You seem to think that ignoring unprovenanced objects will somehow stop looting. If only you could convince the entire world to ignore finds like these … if only you could convince scholars not to write about them and journalists not to report them … if only you could convince museums to stop buying them and collectors to stop collecting them … if only you could change human nature … Wake up, Lord Renfrew. You are dreaming. As John J. Miller recently wrote in the National Review (November 25, 2002), “Demonizing collectors as a class simply increases the incentives for the good ones to turn bad and the bad ones to stay that way … Scorn for the antiquities trade may actually complicate the problems archaeologists want to address … The real answer is not simply to tolerate the market but to embrace it by permitting the direct sale of
artifacts to the public. This is apostasy to many professional archaeologists, but the benefits would be enormous. If they were allowed to sell some of what they dug up, they would have more money for the protection of existing sites and the exploration of new ones. Most looters are peasants trying to earn a little extra money; they might be just as glad to be hired as diggers at excavation sites.”
This admittedly is no panacea, but it is a start. It is just one idea among many that needs to be forthrightly explored and then perhaps supported by the archaeological community. So let’s talk about how, realistically, we can reduce looting and the incentive to loot, instead of calling each other names.
The long history of amateur interest in archaeology has left today’s professional archaeologists in something of a bind. Archaeology has benefited more than any other scientific field from the energy of amateurs and collectors. Yet those non-professionals who continue to collect, buy and sell artifacts confront increasingly vehement objections by some archaeologists who decry the very notion that artifacts should have a monetary value. In my view, this is an illegitimate objection.
It is certainly true that the high value of artifacts has led to the destruction of sites for profit, particularly in places with weak or corrupt governmental oversight, such as South America and Cambodia. Looting of sites is a critical, worldwide problem. But to demand a world in which objects of beauty and rarity have no monetary value is to demand a world that will never be.

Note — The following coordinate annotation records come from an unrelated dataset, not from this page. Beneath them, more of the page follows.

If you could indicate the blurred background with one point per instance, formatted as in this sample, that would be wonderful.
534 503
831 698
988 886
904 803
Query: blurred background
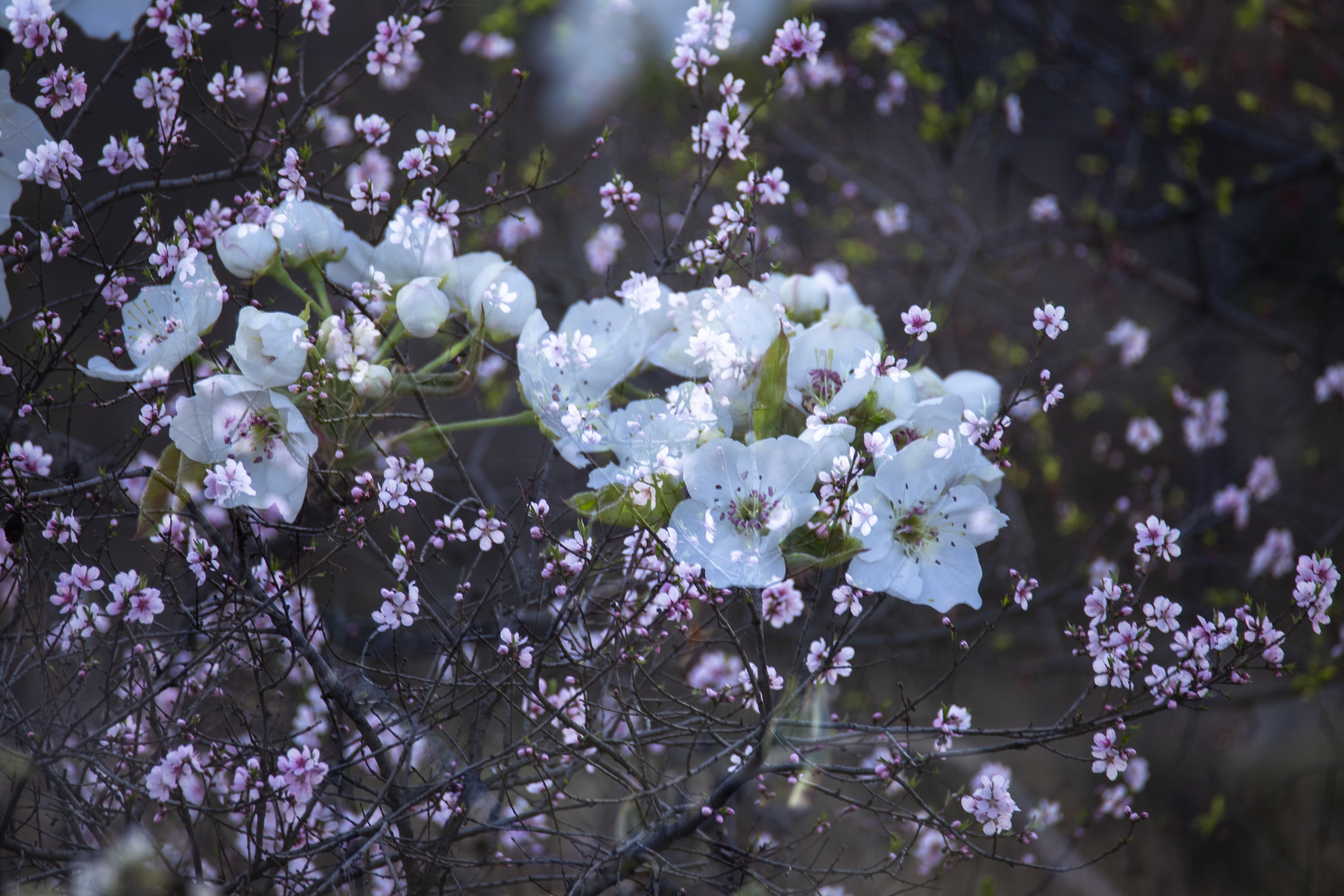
1194 151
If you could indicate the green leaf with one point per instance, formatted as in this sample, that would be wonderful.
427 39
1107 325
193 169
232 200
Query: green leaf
775 371
806 551
868 418
174 472
612 504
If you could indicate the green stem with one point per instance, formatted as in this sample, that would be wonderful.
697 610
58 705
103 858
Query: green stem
315 277
522 418
288 282
447 357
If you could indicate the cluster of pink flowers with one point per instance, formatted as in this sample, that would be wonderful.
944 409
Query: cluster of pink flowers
394 45
1314 589
796 41
1204 418
705 28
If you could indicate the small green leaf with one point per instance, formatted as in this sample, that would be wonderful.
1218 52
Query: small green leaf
775 371
612 504
804 551
174 472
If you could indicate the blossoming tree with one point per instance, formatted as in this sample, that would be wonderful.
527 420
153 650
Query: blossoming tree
549 688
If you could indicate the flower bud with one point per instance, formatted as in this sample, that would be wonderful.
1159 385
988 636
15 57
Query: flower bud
271 348
308 231
247 251
377 383
422 307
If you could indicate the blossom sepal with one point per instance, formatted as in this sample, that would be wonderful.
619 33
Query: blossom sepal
768 414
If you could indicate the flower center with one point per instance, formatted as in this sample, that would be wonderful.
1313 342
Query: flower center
916 530
826 383
752 512
256 434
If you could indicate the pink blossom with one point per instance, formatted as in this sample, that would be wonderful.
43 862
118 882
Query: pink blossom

Looting will never be controlled by trying to squash the market in legitimate artifacts, but it can be curbed by educating collectors and dealers, protecting sites, prosecuting looting and alleviating poverty in the Third World, where much of the looting occurs. It would be far better for professional archaeologists to ask how amateurs and collectors can help the profession, rather than to scold them for not keeping to an unreasonable standard of conduct that is contrary to the way of the world in general.
After all, professional archaeologists are themselves not free of sin. Many have been responsible for the destruction of important sites by excavating them and then failing to publish the results. Eventually their notes become mislaid and artifacts dispersed, their provenance confused. Such sites are as effectively lost as if they had been bulldozed by a pothunter.